Agroforestry system has the enormous capacity to achieve social, economic, and environmental goals by optimizing land productivity. The aim of the present study was to evaluate the land potentiality in India for agroforestry based on FAO land suitability criteria utilizing various land, soil, climate, and topographic themes. This was achieved in GIS Domain by integrating various thematic layers scientifically. The analysis of land potentiality in India for agroforestry suitability reveals 32.8% as highly suitable (S1), 40.4% moderately suitable (S2), 11.7% marginally suitable (S3), and 9.1% not suitable (NS). About 52% of land of India is under the cropland category.
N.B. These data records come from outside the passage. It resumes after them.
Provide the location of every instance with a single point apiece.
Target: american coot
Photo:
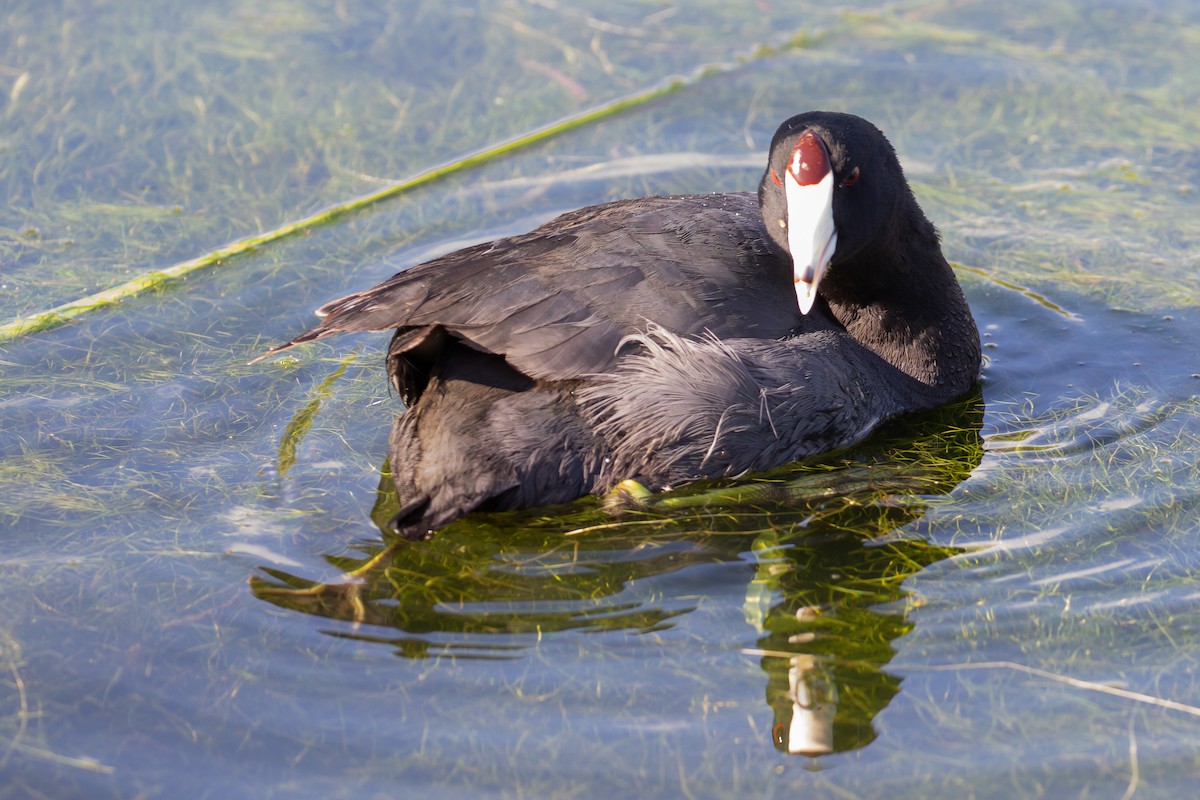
(670, 338)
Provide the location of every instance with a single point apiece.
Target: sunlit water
(995, 600)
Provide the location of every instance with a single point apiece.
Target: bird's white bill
(811, 236)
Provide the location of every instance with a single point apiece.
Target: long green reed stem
(161, 278)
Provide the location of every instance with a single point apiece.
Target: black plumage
(660, 338)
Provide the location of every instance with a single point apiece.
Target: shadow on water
(822, 540)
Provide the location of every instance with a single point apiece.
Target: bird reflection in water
(828, 539)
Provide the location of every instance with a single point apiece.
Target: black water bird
(670, 338)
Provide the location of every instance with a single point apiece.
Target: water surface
(995, 600)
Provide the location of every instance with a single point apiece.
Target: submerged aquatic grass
(145, 470)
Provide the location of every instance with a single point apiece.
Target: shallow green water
(997, 601)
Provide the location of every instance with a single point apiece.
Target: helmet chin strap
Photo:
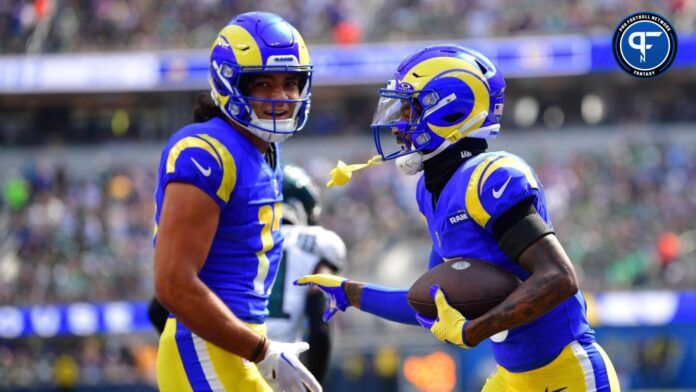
(413, 163)
(283, 129)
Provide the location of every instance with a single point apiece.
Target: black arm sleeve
(519, 227)
(319, 336)
(158, 315)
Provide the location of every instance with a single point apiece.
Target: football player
(307, 249)
(217, 235)
(442, 104)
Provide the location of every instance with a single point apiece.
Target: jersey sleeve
(202, 161)
(497, 184)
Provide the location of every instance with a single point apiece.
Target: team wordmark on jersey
(458, 217)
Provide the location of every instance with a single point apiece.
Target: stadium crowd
(81, 25)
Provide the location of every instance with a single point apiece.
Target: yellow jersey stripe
(472, 198)
(266, 218)
(183, 144)
(511, 163)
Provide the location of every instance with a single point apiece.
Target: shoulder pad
(203, 161)
(498, 182)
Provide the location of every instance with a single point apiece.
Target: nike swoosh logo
(499, 192)
(206, 172)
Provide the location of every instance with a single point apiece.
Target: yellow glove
(332, 286)
(449, 326)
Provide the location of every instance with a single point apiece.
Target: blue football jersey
(460, 225)
(246, 250)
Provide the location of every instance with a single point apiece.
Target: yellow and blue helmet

In addition, it revealed that the 46% of these cropland areas fall into high agroforestry suitable category S1, and provide huge opportunity for harnessing agroforestry practices. Furthermore, agroforestry suitability mapping in broad ecosystem and in different agroecological regions will assist various projects in India at the regional level. Such results will also boost the various objectives of the National Agroforestry Policy (2014, http://www.cafri.res.in/NAF_Policy.pdf) and policymakers of India where they need to extend it. The potential of geospatial technology can be exploited in the field of agroforestry for the benefit of rural poor people/farmers by ensuring food and ecological security, resilience in livelihoods, and can sustain extreme weather events such as droughts and climate change impact. Such type of research can be replicated in India at village level (local level) to state level (regional level) utilizing the significant themes which affect the agroforestry suitability. This will certainly fetch better results on ground and will significantly assist the management programs.